Under these facts, was the evidence against the defendant solely circumstantial? Confessions of guilt may, according to their nature, be direct or circumstantial evidence. If they be of facts directly admitting the commission of the crime charged, they are direct evidence; but, if the fact confessed be only matter from which an inference of participation arises, they are circumstantial only. An admission of participation in a shooting, which results in the death of another, is to be taken as direct, and not mere circumstantial evidence of guilt. Eberhardt v. State, 47 Ga. 598(8); Perry v. State, 110 Ga. 234(3), 238, 36 S.E. 781; Wilburn v. State, 141 Ga. 510(9), 513, 81 S.E. 444; Greer v. State, 159 Ga. 85(6), 94, 125 S.E. 52. Where the state introduced the dying declaration of the deceased, in which he stated that either the defendant or another officer, both of whom were pursuing and attempting to arrest him, shot him, and proved that the defendant, returning from the place where shots were heard, and having in his hand his pistol, stated that he had tried to cut off the legs of the deceased, who was trying to escape, and that he guessed he hit him, the deceased being found shortly afterwards shot in the back, the bullet passing through and out of his body, a conviction of the defendant does not depend entirely upon circumstantial evidence, and it was not erroneous for the court to omit an instruction on the law of circumstantial evidence, in the absence of a proper request. Toliver v. State, 138 Ga. 138, 74 S.E. 1000; McElroy v. State, 125 Ga. 37, 53 S.E. 759.

2. The defendant insists that the court erred in failing to give in charge to the jury the law of alibi as defined in the Penal Code, § 1018. We do not think that the defense of alibi was involved under the facts appearing in the record, and the court did not err in not giving in charge the law relating to that defense.
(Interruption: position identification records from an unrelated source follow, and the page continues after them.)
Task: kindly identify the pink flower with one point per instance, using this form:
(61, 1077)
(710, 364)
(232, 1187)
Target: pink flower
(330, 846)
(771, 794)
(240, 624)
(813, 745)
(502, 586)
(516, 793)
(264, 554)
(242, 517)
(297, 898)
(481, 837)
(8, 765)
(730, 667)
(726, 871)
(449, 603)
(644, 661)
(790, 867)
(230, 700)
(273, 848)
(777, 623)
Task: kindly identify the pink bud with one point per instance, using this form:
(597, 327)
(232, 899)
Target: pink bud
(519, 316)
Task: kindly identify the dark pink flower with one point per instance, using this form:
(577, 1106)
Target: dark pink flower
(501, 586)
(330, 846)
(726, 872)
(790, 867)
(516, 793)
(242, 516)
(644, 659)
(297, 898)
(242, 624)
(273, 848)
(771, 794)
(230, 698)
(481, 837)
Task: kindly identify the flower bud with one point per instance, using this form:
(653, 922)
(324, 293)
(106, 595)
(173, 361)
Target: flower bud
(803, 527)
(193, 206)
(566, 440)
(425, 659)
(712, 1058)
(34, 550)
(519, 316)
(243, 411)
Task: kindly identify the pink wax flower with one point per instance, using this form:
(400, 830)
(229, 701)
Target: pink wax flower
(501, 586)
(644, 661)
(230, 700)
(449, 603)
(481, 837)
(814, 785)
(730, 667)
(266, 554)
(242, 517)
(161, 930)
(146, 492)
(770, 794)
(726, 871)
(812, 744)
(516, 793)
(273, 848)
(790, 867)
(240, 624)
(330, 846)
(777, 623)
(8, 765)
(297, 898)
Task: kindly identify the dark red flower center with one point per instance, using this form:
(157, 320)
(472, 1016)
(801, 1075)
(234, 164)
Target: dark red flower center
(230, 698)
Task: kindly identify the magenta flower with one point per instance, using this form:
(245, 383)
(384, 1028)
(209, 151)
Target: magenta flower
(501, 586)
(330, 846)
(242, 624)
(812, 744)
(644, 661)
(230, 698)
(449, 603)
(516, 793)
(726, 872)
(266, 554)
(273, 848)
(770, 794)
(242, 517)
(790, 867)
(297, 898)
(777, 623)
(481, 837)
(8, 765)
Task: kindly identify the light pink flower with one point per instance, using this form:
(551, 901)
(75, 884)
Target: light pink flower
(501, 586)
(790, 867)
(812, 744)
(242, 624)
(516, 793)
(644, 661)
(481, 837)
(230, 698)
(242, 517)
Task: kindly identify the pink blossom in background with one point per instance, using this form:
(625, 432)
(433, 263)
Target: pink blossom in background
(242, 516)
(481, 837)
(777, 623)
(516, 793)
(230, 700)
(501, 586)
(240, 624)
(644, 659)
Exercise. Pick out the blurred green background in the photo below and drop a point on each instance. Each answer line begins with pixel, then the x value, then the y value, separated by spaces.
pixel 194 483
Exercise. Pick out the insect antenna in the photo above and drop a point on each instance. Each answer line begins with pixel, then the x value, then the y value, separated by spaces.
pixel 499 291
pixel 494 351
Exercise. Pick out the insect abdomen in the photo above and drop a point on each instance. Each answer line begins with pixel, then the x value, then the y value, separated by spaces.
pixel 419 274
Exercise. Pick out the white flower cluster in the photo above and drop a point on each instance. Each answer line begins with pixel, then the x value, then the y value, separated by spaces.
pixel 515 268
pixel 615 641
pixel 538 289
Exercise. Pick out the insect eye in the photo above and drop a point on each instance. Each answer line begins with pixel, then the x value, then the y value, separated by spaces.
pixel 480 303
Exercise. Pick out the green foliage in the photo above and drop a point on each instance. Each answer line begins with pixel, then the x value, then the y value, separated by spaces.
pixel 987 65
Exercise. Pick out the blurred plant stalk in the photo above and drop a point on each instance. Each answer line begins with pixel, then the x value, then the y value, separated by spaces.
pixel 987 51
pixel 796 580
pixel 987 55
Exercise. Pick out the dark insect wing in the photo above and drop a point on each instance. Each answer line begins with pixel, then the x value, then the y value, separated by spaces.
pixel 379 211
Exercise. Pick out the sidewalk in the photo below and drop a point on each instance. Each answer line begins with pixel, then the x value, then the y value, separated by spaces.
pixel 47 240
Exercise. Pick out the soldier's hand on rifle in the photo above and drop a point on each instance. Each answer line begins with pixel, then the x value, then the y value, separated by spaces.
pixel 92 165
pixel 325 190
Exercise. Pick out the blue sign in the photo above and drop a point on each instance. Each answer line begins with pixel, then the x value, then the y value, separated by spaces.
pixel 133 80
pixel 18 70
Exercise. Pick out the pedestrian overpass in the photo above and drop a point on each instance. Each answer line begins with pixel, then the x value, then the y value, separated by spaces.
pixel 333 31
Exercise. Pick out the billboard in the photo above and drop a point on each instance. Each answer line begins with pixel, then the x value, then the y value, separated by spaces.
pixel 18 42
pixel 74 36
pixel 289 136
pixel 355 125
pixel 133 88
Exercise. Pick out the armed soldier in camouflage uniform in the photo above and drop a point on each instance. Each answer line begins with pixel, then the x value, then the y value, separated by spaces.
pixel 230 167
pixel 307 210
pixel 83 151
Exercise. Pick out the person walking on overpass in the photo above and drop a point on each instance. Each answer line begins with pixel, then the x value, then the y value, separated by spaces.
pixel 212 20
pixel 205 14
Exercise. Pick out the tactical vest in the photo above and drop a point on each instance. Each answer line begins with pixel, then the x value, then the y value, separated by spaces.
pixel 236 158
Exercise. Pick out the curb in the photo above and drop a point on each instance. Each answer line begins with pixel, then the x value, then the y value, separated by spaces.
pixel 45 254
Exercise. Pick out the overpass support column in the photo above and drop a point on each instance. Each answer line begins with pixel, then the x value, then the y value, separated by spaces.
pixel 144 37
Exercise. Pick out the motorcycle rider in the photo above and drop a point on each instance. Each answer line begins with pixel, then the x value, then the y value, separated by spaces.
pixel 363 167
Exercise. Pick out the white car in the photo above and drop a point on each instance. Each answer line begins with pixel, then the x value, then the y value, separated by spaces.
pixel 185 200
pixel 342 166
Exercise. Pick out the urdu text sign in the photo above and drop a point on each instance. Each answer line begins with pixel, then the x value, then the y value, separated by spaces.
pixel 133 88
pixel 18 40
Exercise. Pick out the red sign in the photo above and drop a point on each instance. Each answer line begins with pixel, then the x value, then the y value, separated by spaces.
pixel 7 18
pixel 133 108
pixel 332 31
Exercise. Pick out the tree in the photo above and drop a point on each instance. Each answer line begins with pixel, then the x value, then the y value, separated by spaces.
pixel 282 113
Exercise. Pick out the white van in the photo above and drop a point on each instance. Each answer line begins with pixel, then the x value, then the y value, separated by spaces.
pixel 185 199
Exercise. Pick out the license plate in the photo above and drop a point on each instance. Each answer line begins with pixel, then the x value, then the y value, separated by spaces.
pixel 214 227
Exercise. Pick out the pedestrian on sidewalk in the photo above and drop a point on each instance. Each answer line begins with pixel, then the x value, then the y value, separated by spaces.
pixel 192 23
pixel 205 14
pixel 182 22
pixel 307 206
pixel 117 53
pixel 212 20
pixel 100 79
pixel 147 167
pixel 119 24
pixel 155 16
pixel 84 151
3. The state offered in evidence a writing signed by the deceased and containing his dying declarations, as follows: "I was out near Mr. Ben Pirkle's house this afternoon when Homer Strickland and another officer came up and said they had a warrant for me. We three sat down there, and I looked at the warrant and saw that it was a warrant for having whisky, and I told them to wait until Monday and I would come in town and make bond. I told them my wife and child had nothing for supper, and I...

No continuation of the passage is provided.